According to army figures, 791 civilians and 105 military personnel have died since 1994 as a result of the activities of the armed groups, who themselves suffered 541 dead. Among the crimes commonly committed by these bands, the one most on the rise is kidnapping for hefty ransoms. In 1998, an average of one agricultural producer was kidnapped every two days.

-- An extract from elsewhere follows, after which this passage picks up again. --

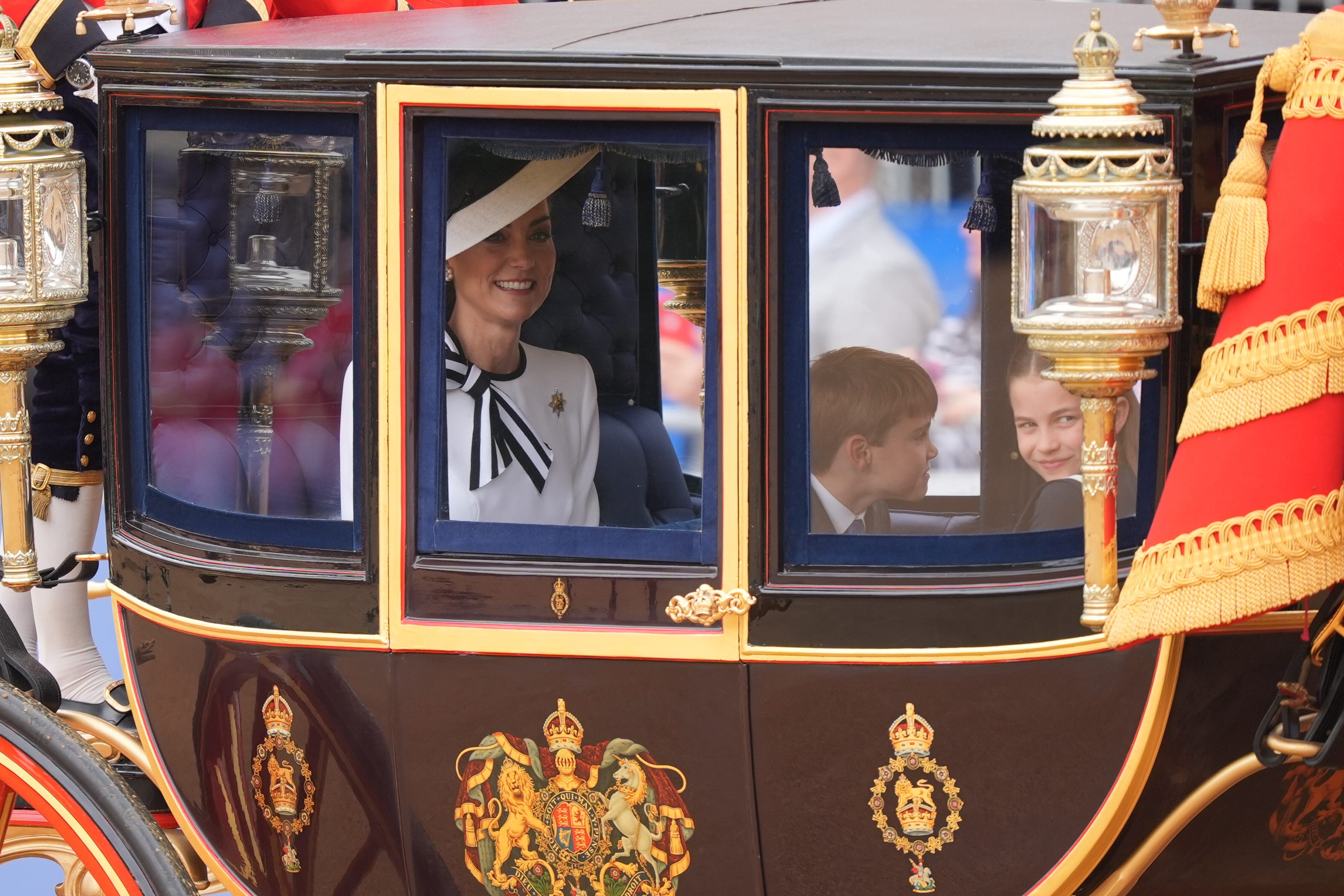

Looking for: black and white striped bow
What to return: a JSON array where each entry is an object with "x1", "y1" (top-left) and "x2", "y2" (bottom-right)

Army sources claim that some 44 criminal bands involving about 300 armed members are currently operating in the countryside. That does not include the northern Caribbean Coast region, where the army calculates that 250 members of the Miskito organization YATAMA have taken up arms again; other sources say the numbers could be four times as high as that. There is evidence that the YATAMA fighters are enjoying increasing legitimacy in the coast as a result of the ethnic demands they are defending and the Liberal government's show of disrespect toward them.
MAYANGNAS WIN A ROUND
In mid-July the Organization of American States' Inter- American Human Rights Commission sued the government of Nicaragua for violating the indigenous rights of the Mayangna community of Awas Tingni by not guaranteeing the demarcation of its ancestral territory and by irrationally exploiting its natural resources without consulting the community. The ongoing dispute between the Nicaraguan government and the indigenous communities of the Caribbean Coast, which exploded during the Sandinista government, returned briefly to international headlines in 1995 when the Chamorro government granted the Korean company Solcarsa license to exploit 62,000 hectares of forest on indigenous lands. The territory is also near the biological reserve of Bosawás, declared Patrimony of Humanity by UNESCO. After Nicaragua's Supreme Court finally ordered the company to suspend operations in 1998 due to brazen disrespect for the rules of the contract, Solcarsa faked its departure, while "another" company with a different name continued the deforestation.
VIOLETA CHAMORRO LAUNCHES FOUNDATION
On June 24, former Nicaraguan President Violeta Chamorro officially inaugurated a new foundation that bears her name. It will develop social programs and is focusing particularly on upgrading the profesionalism of Nicaraguan journalist in an effor to increase effective democracy. Some, however, also see it as a platform from which a candidate -- Violeta herself, perhaps? -- could effectively go up against the Liberal and Sandinista frontrunners in the 2001 presidential elections. The ex-President and her four children, who among them cover a wide political spectrum, make up the foundation's council of directors, and the members who have joined the foundation represent a spectrum that is every bit as wide.